1 Gravel and ABS are very poor bedfellows. I spend a lot of time on forest tracks at work and most modern cars/SUVs are a disaster as on loose surfaces you need to skid the wheels a bit to stop in a hurry (build up a wedge of stone in front of the wheels, same as with fresh snow). On Land Rover forums you often get calls for an ABS override switch for people who actually use their 4x4s off road for this reason.

2. I drive the mechanically identical 225xe and get what you are talking about. The issue comes from the hybrid system which tries to use the initial pedal travel for electrical re-generation only without friction brakes. Remember re-gen is off the back axle so the initial few mm of pedal travel gives you rear wheel electrical braking, then the friction brakes come into play when you press harder. This robs the pedal of that initial feel you are looking for. The brakes themselves are powerful enough but take a little more time to dial in because of the not-so- linear nature of the braking. Gives you some interesting potential for attitude adjustment if you are a left foot braker!

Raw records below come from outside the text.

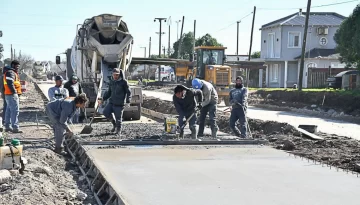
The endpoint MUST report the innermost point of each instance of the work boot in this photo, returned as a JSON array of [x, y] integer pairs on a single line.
[[16, 131], [8, 130], [60, 150], [214, 132], [193, 132], [118, 130], [114, 125]]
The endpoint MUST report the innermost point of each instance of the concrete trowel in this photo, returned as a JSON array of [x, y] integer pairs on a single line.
[[88, 129]]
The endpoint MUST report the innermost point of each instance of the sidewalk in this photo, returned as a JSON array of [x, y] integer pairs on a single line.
[[328, 126]]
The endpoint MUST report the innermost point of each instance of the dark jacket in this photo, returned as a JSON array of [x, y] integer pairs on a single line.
[[62, 110], [118, 92], [74, 89], [11, 74], [187, 105], [238, 97], [2, 89]]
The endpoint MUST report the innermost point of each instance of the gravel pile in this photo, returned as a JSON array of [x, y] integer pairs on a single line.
[[48, 178], [339, 151]]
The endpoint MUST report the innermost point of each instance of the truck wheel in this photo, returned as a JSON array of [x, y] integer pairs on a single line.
[[227, 100], [136, 115]]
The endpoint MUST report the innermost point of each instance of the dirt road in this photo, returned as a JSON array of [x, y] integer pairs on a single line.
[[324, 125]]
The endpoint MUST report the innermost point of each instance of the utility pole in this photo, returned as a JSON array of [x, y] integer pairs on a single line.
[[249, 57], [149, 47], [177, 29], [180, 44], [160, 21], [169, 23], [237, 39], [11, 57], [303, 46], [193, 51], [144, 51]]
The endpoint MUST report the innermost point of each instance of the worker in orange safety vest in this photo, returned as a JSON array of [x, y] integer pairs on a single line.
[[12, 91]]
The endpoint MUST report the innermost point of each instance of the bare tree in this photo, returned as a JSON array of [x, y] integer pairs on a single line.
[[26, 61]]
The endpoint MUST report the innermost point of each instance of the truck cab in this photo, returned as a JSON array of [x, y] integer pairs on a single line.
[[210, 67]]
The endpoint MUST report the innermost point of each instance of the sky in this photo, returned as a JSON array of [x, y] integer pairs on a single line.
[[46, 28]]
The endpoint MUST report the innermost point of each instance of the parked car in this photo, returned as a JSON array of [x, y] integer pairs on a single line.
[[336, 81]]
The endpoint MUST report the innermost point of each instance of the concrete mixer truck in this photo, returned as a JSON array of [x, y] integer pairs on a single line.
[[102, 43]]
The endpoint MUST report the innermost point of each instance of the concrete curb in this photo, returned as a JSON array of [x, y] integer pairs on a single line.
[[155, 114]]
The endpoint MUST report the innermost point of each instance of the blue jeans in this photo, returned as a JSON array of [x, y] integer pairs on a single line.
[[211, 109], [192, 121], [58, 129], [238, 114], [117, 110], [12, 112], [4, 110]]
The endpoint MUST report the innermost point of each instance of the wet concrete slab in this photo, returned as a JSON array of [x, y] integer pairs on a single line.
[[251, 175]]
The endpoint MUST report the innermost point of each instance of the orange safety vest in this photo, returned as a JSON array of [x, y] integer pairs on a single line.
[[17, 85]]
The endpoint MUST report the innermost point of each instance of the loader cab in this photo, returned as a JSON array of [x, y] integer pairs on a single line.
[[210, 65]]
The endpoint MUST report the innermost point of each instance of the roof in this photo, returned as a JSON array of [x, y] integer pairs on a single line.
[[210, 47], [348, 72], [319, 52], [315, 19]]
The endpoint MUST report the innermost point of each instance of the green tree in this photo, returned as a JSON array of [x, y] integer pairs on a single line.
[[187, 47], [255, 54], [207, 40], [347, 38]]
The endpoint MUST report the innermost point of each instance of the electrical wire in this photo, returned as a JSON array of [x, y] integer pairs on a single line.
[[318, 6], [234, 22]]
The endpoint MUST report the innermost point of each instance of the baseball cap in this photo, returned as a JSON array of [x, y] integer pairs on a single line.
[[116, 71]]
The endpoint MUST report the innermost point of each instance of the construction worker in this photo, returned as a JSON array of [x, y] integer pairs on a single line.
[[2, 90], [238, 101], [75, 89], [12, 91], [208, 105], [58, 91], [119, 95], [185, 102], [59, 111]]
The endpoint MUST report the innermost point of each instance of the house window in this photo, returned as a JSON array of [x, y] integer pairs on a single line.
[[294, 40], [311, 65], [274, 73]]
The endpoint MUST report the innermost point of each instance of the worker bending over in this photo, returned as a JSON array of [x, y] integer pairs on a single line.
[[58, 91], [208, 105], [238, 101], [119, 95], [185, 104], [12, 91], [59, 111]]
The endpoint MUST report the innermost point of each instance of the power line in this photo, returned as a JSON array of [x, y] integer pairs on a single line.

But if you are accustomed to brakes with good feel it may take some getting used to or you may never come to like it. I replaced a Prius so I was used to this type of system and the 225 is waaaay better.

3. The mini is 1.7 tonnes dry, 'you canna change the laws of physics, Jim'. It comes with tyres optimised for economy, not outright grip, It might go like a hot hatch but it is never going to stop like one.